The rest of the paper is organized as follows. Section II demonstrated the overview of the motor system and its different failure modes along with the data. The methodology has been detailed in Section III of the paper. Section IV demonstrated the results and discussed on it. Finally, the outcomes of the research have been concluded in Section V.

2 Methodology

The research methodology applied in this study is shown in Figure 1. The main three phases of the developed methodology include collection of data, reliability modelling using BN and prediction of RUL.

Figure 1 Flowchart of the research methodology.

2.1 Bayesian Network

A Bayesian network (BN) graphically models the conditional dependencies of a set of variables and uses Bayes’ rule to revise the probabilities of expected odds of an event by adding new information. In the discrete case, Bayes’ theorem relates the conditional and marginal probabilities of events A and B, provided that the probability of B does not equal zero:

P (A | B) = P (A) \times \frac{P (B | A)}{P (B)},

(1)

where, $P (A | B)$ $=$ conditional probability of A, given B, and referred to as the posterior probability because it is derived from or depends upon the specified value of B. $P (B | A)$ $=$ conditional probability of B given A and is known as the likelihood. $P (B)$ $=$ prior or marginal probability of B and acts as a normalizing constant. $\frac{P (B | A)}{P (B)}$ $=$ the Bayes factor or likelihood ratio.

The joint probability distribution (JPD) of the network can be obtained from the product of all likelihood probabilities and using the chain rule, it can be expressed as:

P = (X_{1}, X_{2}, X_{3}, \dots \dots \dots, X_{n}) = \prod_{i = 1}^{n} P (\frac{X_{i}}{P_{a} (X_{i})})

(2)

where $P_{a}$ $(X_{i})$ is the parent set of any node $X_{i}$ .

A Bayesian network is a directed acyclic graph (DAG) consisting qualitative or quantitative components and comprises nodes and directed edges (edges for short).

The BN satisfies the property of Local Markov, which states that a node is conditionally independent of its non-descendants, given its parents. A basic form of BN is presented in Figure 2.

Figure 2 Simple Bayesian Network.

In Fig. 4, node A is the parent node of node of B, and C is the parent of node D. Again node D is the parent node of node E. The joint probability distribution of the Bayesian network (Fig. 3) is given by:

P (A, B, C, D, E) = P (A) \times P (B | A) \times P (C | A) \times P (D | B, C) \times P (E | D),

where, $P (A)$ $=$ Marginal or prior probability of A, $P (B | A)$ $=$ conditional probability of B given A, $P (C | A)$ $=$ conditional probability of C given A, $P (D | B, C)$ $=$ conditional probability of D given B & C both, and $P (E | D)$ $=$ conditional probability of E given D.

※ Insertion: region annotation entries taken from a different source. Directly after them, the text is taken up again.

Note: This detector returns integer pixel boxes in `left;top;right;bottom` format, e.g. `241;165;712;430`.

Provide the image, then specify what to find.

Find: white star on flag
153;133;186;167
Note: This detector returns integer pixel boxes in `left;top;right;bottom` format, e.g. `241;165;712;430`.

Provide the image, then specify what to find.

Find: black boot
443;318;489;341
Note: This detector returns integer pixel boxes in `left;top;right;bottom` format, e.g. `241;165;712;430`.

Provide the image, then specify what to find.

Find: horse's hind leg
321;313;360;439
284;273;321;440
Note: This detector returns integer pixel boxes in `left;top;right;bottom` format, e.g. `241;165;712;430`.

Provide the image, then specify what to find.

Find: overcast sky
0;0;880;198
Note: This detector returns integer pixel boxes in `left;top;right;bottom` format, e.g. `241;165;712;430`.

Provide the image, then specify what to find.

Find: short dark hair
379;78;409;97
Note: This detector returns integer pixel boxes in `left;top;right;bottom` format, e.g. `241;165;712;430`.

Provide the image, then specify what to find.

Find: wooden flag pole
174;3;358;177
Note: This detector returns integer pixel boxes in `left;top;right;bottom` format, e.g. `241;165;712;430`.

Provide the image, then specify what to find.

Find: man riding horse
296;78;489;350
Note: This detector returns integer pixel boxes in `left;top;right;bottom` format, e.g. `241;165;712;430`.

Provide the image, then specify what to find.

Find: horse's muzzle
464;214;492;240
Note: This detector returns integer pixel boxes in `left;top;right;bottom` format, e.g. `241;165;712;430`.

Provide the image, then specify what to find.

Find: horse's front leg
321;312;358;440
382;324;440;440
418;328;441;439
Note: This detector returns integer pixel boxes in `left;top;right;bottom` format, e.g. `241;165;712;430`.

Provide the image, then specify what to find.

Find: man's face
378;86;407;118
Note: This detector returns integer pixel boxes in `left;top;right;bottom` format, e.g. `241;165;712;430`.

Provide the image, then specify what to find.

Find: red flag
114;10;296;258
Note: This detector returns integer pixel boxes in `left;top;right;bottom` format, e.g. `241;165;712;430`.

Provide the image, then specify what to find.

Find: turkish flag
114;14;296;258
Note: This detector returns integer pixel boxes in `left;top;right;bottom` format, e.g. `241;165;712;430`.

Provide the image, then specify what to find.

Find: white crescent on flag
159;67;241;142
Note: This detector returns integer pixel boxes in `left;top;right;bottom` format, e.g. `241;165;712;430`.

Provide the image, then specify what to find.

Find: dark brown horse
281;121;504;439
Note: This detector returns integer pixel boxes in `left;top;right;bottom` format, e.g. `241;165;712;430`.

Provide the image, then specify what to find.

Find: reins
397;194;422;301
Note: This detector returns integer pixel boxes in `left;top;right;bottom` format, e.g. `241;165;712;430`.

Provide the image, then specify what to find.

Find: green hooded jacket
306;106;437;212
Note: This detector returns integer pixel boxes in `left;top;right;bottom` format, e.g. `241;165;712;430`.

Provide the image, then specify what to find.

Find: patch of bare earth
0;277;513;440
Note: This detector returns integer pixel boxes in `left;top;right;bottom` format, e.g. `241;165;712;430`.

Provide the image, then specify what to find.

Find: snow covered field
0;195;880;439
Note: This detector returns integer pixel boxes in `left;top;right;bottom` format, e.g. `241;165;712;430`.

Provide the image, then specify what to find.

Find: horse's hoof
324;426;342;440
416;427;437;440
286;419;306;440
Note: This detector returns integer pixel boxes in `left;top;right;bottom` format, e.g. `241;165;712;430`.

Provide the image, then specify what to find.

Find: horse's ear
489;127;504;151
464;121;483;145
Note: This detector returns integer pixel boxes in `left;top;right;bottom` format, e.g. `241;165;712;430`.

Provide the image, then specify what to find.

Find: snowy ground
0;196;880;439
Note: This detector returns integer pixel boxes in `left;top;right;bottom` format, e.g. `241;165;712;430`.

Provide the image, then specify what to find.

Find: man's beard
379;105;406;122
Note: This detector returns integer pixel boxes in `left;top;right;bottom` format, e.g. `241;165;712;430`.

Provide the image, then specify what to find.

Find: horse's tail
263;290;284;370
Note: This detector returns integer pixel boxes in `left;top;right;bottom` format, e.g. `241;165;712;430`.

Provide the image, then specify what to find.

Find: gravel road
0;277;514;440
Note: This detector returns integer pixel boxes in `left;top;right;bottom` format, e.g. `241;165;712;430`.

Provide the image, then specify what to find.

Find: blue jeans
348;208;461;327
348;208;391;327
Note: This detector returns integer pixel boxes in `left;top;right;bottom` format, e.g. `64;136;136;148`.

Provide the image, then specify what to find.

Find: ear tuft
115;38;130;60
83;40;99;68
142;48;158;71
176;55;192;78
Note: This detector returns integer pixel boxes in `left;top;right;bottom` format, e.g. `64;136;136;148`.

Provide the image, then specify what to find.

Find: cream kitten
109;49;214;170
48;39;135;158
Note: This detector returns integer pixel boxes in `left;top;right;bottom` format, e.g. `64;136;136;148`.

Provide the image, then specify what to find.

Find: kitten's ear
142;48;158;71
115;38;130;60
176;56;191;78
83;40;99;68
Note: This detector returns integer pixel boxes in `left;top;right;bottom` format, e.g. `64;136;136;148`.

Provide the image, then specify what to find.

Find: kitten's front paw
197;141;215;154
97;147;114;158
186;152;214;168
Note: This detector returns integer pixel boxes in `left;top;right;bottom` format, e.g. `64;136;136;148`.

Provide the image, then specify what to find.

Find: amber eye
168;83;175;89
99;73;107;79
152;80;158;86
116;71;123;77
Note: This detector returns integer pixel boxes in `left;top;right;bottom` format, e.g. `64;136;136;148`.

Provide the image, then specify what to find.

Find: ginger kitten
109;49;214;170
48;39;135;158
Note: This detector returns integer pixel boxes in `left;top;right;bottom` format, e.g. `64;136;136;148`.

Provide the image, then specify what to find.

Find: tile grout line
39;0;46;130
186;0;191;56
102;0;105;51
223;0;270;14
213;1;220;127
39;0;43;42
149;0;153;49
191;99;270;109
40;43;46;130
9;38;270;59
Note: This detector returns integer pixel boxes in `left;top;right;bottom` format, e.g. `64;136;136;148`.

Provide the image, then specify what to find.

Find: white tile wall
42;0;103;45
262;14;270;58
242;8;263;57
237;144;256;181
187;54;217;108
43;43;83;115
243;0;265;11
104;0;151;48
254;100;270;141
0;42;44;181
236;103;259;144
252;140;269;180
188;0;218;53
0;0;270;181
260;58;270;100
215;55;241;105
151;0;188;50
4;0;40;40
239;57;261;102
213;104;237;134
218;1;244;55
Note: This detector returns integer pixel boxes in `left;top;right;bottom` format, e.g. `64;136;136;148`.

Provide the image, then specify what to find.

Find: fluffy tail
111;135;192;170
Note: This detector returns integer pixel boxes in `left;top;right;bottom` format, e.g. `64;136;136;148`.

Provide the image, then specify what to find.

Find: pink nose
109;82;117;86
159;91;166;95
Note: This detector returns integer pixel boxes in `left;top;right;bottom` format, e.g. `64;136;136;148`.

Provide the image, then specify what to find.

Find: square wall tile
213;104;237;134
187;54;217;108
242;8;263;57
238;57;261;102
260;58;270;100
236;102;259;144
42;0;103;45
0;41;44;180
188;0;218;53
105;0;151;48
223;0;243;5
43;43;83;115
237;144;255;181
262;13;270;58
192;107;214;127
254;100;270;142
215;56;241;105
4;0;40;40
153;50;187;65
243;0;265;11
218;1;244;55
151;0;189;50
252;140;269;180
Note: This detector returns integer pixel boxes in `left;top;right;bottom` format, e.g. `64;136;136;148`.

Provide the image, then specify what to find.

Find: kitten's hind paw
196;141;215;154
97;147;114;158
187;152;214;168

The BN model for the motor system has been developed as appeared in the Fig 3. The covariates of each failure mode have been identified based on the retrospective analysis of past operational data, discussion with field experts and questionnaire survey.

Figure 3 Developed BN model for motor system.

2.2 RUL Modeling

RUL defines the useful life left of any real object (system/component) at a specific time of its operating period. The RUL is an important term in conditioned-based maintenance and prognostic. In essence RUL should have a gradual reduction trend if no intermediate maintenance is done. In practice, RUL fluctuates over time due to the maintenance and operating condition effects [19, 20]. The RUL can be expressed as

R U L (t) = f (H I, O C)

(3)

where $H I$ is the health index, and $O C$ is the operating condition of the object.

The possibility of a system successfully carrying out the operation for which it was designed, at the conditions specified, and for the allotted amount of time without experiencing malfunction is the reliability of the system. An attempt to statistically evaluate the dependability of a system by assigning it a single numerical value, a reliability index is a single-number measure. It is possible to characterize a single system using a variety of distinct indices due to the fact that the set of dependability indices differs based on the area of engineering being discussed. A relevant index is the mean time to failure, which represents an expectation of the object’s service lifespan in the straightforward scenario of an item that cannot be utilized or repaired once it fails. A further example of a cross-disciplinary statistic is the forced outage rate (FOR), which is the chance that a certain category of apparatus is malfunctioning. In today’s system of energy regulation, reliability indices are utilized in a significant way.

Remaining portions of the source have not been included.